AFP echoed the Guardian, saying that “bears in the Arctic suffered sharp declines in the first decade of this century, losing about 40 per cent of their population.”
But these headlines misconstrue an important fact about the study: It found that while polar bear populations suffered between 2004 and 2006, their numbers largely recovered between 2007 and 2010. Furthermore, the recovery came even as Arctic sea ice coverage continued to shrink.
“The main story of this study is the remarkable recovery of the polar bear population by 2010 which has likely continued since then,” said Dr. Susan Crockford, a zoologist and polar bear expert. “To suggest that polar bear populations have been declining is hugely misleading.”
The Guardian wrote that “winter ice has become more thin and increasingly mobile over the past few decades, leading it to break more frequently, creating ‘rough and jumbled’ ice conditions that are thought to make it more difficult for bears to capture seals.” The paper did acknowledge the Beaufort Sea polar bear recovery, but noted that sub-adult populations have continued to struggle.

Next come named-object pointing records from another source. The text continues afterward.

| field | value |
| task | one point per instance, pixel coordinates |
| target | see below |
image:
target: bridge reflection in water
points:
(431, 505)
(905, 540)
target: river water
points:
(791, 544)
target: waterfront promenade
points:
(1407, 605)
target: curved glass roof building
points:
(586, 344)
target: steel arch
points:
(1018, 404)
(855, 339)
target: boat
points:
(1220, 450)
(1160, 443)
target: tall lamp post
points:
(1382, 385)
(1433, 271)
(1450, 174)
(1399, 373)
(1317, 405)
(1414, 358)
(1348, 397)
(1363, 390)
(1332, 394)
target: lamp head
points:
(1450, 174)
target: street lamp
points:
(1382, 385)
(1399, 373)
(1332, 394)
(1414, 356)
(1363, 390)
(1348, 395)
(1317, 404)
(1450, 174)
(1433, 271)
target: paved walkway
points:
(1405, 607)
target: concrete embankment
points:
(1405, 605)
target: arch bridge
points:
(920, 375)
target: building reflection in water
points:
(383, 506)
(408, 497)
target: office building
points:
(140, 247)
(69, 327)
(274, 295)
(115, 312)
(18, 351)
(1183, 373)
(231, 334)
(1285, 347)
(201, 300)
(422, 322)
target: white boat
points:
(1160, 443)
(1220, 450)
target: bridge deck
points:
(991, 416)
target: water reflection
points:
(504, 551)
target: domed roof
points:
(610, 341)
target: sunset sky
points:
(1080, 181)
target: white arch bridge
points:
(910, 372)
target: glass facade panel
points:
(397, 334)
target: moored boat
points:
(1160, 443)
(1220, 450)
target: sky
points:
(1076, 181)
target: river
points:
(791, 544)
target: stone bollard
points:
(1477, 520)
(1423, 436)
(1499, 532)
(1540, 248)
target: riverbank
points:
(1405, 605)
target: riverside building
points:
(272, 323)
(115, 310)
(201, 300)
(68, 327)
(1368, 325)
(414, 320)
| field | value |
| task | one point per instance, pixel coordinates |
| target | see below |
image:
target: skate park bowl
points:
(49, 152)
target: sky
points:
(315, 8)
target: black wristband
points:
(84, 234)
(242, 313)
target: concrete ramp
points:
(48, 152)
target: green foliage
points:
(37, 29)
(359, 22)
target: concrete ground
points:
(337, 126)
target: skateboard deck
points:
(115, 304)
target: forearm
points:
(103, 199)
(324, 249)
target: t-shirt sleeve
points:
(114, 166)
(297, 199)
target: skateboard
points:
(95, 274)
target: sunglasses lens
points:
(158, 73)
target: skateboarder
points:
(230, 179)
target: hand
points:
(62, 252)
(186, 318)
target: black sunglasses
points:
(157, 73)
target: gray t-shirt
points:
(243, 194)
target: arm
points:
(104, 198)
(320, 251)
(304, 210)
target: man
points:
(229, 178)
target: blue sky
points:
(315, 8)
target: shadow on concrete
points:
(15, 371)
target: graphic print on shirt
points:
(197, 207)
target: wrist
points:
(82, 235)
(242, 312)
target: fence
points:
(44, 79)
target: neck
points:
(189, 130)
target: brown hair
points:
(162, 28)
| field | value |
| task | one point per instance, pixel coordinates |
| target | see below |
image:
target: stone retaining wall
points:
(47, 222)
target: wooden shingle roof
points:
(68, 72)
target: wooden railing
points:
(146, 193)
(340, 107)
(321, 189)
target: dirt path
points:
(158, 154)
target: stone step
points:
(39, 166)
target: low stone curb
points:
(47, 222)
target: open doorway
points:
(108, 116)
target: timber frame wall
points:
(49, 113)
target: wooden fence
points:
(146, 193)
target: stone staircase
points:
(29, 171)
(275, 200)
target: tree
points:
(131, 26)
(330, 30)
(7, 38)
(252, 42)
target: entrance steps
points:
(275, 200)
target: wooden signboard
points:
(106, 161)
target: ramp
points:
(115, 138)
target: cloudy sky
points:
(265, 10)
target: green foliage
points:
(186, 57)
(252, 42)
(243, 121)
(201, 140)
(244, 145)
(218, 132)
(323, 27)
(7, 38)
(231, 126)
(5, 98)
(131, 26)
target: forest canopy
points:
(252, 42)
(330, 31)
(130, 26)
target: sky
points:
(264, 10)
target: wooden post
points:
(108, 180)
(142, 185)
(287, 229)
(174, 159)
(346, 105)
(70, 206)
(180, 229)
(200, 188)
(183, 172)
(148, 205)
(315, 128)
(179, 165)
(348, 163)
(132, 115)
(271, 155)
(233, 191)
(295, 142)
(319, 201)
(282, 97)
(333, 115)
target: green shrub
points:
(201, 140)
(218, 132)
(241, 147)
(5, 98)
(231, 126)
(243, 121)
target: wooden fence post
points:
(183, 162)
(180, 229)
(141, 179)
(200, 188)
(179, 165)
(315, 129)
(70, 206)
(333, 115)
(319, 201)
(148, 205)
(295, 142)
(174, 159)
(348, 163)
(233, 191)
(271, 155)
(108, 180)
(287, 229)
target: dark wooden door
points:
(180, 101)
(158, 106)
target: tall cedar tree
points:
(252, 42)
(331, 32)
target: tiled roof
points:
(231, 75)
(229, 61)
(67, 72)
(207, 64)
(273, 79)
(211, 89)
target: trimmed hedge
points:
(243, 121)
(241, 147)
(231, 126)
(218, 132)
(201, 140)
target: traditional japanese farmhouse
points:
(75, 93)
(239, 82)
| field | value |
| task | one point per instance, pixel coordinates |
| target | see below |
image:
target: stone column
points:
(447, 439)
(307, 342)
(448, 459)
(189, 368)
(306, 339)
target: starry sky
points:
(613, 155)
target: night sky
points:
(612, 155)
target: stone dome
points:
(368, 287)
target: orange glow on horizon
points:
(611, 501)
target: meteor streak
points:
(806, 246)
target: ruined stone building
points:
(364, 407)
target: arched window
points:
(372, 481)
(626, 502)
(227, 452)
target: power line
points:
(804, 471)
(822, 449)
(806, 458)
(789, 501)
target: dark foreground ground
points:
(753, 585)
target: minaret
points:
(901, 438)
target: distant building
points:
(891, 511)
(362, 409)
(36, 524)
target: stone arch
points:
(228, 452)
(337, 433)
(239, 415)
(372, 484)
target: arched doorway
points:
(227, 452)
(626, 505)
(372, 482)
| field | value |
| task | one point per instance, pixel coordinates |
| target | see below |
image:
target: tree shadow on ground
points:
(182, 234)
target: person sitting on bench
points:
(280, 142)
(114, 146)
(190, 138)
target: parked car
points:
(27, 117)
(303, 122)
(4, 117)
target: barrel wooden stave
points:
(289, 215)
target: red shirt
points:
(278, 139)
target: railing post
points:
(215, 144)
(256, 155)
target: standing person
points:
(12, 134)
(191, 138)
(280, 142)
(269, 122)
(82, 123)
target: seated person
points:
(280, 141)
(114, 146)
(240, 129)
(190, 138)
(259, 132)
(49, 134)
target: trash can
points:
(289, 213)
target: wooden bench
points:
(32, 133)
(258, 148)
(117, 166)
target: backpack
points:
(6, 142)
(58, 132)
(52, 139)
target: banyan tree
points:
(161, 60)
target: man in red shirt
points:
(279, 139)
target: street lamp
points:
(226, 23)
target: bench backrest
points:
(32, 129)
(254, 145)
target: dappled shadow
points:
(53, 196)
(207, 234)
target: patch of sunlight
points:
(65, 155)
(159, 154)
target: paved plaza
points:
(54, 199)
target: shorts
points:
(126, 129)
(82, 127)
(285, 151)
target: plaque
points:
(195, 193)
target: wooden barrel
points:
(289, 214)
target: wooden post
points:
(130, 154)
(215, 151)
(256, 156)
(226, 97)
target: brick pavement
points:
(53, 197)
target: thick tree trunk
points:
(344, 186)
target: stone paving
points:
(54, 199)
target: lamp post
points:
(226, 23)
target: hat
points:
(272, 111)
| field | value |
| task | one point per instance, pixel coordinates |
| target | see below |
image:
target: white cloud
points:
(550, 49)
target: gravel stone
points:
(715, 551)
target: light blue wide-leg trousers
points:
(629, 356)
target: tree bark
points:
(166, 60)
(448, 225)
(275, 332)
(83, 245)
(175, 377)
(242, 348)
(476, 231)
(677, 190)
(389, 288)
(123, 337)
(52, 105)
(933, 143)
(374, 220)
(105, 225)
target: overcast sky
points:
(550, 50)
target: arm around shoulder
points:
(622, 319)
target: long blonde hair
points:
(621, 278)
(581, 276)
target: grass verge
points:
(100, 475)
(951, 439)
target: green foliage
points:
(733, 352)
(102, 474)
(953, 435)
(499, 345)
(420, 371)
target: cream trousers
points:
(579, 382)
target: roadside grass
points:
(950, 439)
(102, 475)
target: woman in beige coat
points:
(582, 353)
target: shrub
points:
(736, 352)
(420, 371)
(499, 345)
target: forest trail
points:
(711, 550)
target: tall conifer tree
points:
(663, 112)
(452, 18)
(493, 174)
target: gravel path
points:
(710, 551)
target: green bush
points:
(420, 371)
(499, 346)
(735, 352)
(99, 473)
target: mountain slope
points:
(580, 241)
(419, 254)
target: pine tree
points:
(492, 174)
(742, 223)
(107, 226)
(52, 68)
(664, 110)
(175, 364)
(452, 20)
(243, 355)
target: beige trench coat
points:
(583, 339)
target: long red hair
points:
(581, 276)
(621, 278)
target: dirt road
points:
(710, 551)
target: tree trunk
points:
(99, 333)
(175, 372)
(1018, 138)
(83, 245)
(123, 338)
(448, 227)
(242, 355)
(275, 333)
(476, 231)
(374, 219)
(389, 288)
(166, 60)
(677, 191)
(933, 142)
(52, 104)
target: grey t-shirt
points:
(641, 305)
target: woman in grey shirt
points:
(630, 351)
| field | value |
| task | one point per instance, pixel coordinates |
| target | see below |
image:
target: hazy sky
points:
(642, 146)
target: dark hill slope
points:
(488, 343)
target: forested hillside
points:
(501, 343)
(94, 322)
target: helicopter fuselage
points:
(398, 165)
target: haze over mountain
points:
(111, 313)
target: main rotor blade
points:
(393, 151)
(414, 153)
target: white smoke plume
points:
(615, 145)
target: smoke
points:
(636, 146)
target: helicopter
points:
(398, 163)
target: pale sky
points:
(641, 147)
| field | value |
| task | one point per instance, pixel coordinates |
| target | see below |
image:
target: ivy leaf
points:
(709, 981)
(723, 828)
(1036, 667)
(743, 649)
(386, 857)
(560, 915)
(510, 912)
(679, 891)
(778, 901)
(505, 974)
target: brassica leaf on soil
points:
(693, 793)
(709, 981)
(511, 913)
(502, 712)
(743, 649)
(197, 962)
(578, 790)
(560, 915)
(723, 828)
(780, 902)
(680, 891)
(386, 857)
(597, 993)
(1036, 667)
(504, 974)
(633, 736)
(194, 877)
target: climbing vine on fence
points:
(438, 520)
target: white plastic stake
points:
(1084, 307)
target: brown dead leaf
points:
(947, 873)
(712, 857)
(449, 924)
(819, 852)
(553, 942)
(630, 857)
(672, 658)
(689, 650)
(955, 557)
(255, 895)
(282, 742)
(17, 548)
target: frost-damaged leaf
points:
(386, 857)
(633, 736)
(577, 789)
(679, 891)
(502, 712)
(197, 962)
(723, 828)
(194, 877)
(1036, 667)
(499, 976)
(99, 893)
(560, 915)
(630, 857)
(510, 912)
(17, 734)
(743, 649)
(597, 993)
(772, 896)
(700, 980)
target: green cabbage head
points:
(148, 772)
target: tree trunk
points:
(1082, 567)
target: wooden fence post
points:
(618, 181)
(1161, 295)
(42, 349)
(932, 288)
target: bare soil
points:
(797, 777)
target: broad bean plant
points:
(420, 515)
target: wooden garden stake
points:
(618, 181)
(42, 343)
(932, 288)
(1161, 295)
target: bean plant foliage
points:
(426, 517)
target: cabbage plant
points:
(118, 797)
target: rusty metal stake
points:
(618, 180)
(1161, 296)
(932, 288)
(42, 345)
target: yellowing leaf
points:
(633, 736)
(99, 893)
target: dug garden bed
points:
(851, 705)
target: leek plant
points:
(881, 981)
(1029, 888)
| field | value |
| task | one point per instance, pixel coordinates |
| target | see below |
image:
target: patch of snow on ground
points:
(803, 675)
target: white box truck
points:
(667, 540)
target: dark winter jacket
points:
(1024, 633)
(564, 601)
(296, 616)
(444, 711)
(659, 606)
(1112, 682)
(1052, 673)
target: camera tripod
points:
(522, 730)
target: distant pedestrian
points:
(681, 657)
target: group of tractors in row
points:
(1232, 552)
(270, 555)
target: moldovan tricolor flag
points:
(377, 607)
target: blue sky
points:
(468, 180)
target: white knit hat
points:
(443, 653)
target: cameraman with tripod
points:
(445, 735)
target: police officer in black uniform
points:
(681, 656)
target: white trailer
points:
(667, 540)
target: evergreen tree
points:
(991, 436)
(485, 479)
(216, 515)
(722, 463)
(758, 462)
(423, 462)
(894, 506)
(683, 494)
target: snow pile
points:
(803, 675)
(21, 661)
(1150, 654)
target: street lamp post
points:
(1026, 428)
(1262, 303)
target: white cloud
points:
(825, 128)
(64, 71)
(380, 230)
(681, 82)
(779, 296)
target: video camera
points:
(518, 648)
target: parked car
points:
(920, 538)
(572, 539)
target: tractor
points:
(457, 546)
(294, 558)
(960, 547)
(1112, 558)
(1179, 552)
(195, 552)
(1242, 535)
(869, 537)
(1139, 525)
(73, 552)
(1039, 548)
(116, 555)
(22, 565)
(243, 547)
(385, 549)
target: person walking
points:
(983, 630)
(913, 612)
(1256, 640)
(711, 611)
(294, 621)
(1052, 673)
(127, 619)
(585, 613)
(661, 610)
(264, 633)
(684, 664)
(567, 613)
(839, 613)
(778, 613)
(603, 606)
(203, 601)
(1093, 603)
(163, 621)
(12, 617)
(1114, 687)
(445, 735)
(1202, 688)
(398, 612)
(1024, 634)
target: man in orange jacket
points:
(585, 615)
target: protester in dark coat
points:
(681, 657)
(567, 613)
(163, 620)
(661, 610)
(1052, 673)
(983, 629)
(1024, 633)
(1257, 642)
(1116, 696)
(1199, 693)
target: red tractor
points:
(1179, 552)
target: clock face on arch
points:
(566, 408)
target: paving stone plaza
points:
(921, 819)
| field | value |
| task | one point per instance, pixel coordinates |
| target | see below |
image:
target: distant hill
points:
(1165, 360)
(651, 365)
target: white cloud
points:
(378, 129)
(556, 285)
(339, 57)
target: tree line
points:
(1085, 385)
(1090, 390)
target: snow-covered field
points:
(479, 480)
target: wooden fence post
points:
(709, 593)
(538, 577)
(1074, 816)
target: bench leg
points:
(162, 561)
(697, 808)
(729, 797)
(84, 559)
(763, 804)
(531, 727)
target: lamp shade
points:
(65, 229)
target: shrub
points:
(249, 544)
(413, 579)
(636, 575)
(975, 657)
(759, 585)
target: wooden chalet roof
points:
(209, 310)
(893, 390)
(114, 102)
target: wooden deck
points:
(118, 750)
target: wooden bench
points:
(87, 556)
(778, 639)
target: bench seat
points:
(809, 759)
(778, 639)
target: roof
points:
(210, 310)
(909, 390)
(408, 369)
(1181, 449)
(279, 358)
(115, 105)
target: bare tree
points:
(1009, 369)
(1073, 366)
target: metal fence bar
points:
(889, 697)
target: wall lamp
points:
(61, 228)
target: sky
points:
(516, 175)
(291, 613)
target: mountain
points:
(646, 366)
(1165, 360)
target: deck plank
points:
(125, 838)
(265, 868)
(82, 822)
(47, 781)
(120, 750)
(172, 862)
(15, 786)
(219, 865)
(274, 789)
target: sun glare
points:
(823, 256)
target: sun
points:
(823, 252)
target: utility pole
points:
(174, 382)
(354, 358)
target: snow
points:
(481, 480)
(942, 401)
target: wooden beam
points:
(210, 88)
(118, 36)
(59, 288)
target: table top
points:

Crockford says the study’s authors acknowledged the 2004 to 2006 decline in Beaufort Sea polar bear numbers was caused by thick spring ice condition — a condition that also caused a polar bear population dip in the mid-1970s.
“The authors have also acknowledged that the cause of the 2004-2006 decline was heavy spring ice conditions,” Crockford said. “They found no correlation for the decline with summer sea ice conditions.”
The USGS study found “a significant reduction in survival and abundance from 2004 through 2007” that “may have approached 50 percent.” The study added that improved “survival and stability in abundance at the end of the investigation are cause for cautious optimism.”
The year the study says Chukchi polar bears started to recover was 2007, which had the second-lowest September sea ice minimum ever recorded. The USGS report found that “measures of ice availability did not fully explain short-term demographic patterns in our data, suggesting that other aspects of the ecosystem contribute importantly to the regulation of population dynamics.”
“The low survival may have been caused by a combination of factors that could be difficult to unravel,” said Jeff Bromaghin, the study’s lead author, “and why survival improved at the end of the study is unknown. Research and monitoring to better understand the factors influencing this population continue.”
Polar bears were once the poster child of the environmental movement. They were depicted as starving and fighting for survival in a melting Arctic habitat because of man-made global warming.
Polar bears were listed as “threatened” under the Endangered Species Act because of global warming– the first animal to be listed because of potential global temperature rises.
But recent evidence has shown that polar bears may not be in as much danger as scientists and environmentalists once claimed. The global polar bear population has grown in recent decades, despite some controversy over what the real global population estimates are.
Researchers have also found that polar bears may have been a genetically distinct species for one million years, meaning they have survived through periods of shrinking ice coverage and periods of high ice coverage.
“It seems logical that if polar bears survived previous warm, ice-free periods, they could survive another,” said Matthew Cronin, an animal geneticist at the University of Alaska, Fairbanks. “This is of course speculation, but so is predicting they will not survive, as the proponents of the endangered species act listing of polar bears have done.”